The option -d0 ignores dangling ends altogether (mostly for debugging).
--noLP Produce structures without lonely pairs (helices of length 1).
(default=off)
For partition function folding this only disallows pairs that can only occur isolated. Other pairs
may still occasionally occur as helices of length 1.
--noGU Do not allow GU pairs.
(default=off)
--noClosingGU
Do not allow GU pairs at the end of helices.
(default=off)
--cfactor=DOUBLE
Set the weight of the covariance term in the energy function
(default=`1.0')
--nfactor=DOUBLE
Set the penalty for non-compatible sequences in the covariance term of the energy function
(default=`1.0')
-E, --endgaps
Score pairs with endgaps same as gap-gap pairs.
(default=off)
-R, --ribosum_file=ribosumfile
use specified Ribosum Matrix instead of normal
energy model.
Matrixes to use should be 6x6 matrices, the order of the terms is 'AU', 'CG', 'GC', 'GU', 'UA',
'UG'.
-r, --ribosum_scoring
use ribosum scoring matrix. (default=off)
The matrix is chosen according to the minimal and maximal pairwise identities of the sequences in
the file.
--old use old energy evaluation, treating gaps as characters.
(default=off)
--nsp=STRING
Allow other pairs in addition to the usual AU,GC,and GU pairs.
Its argument is a comma separated list of additionally allowed pairs. If the first character is a
"-" then AB will imply that AB and BA are allowed pairs, e.g. --nsp="-GA" will allow GA and AG
pairs. Nonstandard pairs are given 0 stacking energy.
-e, --energyModel=INT
Set energy model.
Rarely used option to fold sequences from the artificial ABCD... alphabet, where A pairs B, C-D
etc. Use the energy parameters for GC (-e 1) or AU (-e 2) pairs.
--helical-rise=FLOAT
Set the helical rise of the helix in units of Angstrom.
(default=`2.8')
Use with caution! This value will be re-set automatically to 3.4 in case DNA parameters are loaded
via -P DNA and no further value is provided.
--backbone-length=FLOAT
Set the average backbone length for looped regions in units of Angstrom.
(default=`6.0')
Use with caution! This value will be re-set automatically to 6.76 in case DNA parameters are
loaded via -P DNA and no further value is provided.
Plotting:
Command line options for changing the default behavior of structure layout and pairing probability
plots
--color
Produce a colored version of the consensus structure plot "alirna.ps" (default b&w only)
(default=off)
--aln Produce a colored and structure annotated alignment in PostScript format in the file "aln.ps" in
the current directory.
(default=off)
--aln-EPS-cols=INT
Number of columns in colored EPS alignment output.
(default=`60')
A value less than 1 indicates that the output should not be wrapped at all.
--aln-stk[=prefix]
Create a multi-Stockholm formatted output file. (default=`RNAalifold_results')

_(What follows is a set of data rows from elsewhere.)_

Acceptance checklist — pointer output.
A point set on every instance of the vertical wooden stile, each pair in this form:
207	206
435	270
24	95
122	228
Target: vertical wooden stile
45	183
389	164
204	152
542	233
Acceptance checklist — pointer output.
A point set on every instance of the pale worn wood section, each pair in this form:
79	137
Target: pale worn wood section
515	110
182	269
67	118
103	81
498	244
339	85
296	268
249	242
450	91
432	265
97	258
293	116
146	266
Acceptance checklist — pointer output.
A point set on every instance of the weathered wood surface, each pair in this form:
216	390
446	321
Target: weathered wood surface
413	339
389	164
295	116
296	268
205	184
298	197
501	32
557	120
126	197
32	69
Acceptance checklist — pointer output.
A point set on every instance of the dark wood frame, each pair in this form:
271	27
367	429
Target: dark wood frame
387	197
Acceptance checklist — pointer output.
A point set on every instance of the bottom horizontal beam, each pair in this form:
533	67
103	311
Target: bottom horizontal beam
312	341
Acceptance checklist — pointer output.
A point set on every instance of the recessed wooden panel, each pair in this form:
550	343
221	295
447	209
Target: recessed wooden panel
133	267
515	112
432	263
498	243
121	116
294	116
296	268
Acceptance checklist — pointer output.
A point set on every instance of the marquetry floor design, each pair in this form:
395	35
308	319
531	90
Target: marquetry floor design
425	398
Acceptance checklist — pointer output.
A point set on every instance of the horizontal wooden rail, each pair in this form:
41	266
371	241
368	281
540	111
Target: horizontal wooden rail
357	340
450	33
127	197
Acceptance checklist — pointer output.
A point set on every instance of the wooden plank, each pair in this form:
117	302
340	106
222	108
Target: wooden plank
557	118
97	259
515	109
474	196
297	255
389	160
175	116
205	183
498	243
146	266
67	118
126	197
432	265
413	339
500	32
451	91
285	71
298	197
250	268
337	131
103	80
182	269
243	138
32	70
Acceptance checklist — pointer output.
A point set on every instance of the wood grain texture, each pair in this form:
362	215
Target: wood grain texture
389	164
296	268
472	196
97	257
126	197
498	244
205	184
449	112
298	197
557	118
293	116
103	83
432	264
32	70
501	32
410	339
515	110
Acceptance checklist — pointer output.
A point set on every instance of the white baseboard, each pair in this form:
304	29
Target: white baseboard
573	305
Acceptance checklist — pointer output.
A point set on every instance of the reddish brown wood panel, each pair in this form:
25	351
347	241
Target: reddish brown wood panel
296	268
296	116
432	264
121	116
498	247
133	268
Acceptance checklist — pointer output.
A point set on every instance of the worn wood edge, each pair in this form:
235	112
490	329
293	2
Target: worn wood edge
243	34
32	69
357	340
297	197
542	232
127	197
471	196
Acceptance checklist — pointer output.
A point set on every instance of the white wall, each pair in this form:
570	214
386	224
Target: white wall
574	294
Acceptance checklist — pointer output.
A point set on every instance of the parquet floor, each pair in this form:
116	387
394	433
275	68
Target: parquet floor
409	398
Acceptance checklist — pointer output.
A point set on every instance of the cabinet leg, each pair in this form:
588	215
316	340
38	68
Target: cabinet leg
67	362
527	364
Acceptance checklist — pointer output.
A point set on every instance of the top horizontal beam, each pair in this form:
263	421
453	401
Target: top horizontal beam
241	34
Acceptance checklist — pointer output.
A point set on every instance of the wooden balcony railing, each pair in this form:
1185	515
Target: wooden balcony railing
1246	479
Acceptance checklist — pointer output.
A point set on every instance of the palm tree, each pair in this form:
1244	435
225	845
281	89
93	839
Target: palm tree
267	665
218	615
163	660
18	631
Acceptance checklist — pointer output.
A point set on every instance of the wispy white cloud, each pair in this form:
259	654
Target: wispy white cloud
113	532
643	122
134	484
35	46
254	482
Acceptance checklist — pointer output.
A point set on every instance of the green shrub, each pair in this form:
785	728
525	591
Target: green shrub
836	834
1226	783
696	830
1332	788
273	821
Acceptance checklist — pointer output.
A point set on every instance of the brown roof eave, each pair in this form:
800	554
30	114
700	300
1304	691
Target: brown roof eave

The default file name used for the output is "RNAalifold_results.stk". Users may change the
filename to "prefix.stk" by specifying the prefix as optional argument. The file will be create in
the current directory if it does not already exist. In case the file already exists, output will
be appended to it. Note: Any special characters in the filename will be replaced by the filename
delimiter, hence there is no way to pass an entire directory path through this option yet. (See
also the "--filename-delim" parameter)
--noPS Do not produce postscript drawing of the mfe structure.
(default=off)
--noDP Do not produce dot-plot postscript file containing base pair or stack probabilitities.
(default=off)
In combination with the -p option, this flag turns-off creation of individual dot-plot files.
Consequently, computed base pair probability output is omitted but centroid and MEA structure
prediction is still performed.
-t, --layout-type=INT
Choose the layout algorithm. (default=`1')
Select the layout algorithm that computes the nucleotide coordinates. Currently, the following
algorithms are available:
'0': simple radial layout
'1': Naview layout (Bruccoleri et al. 1988)
'2': circular layout
'3': RNAturtle (Wiegreffe et al. 2018)
'4': RNApuzzler (Wiegreffe et al. 2018)
Caveats:
Sequences are not weighted. If possible, do not mix very similar and dissimilar sequences. Duplicate
sequences, for example, can distort the prediction.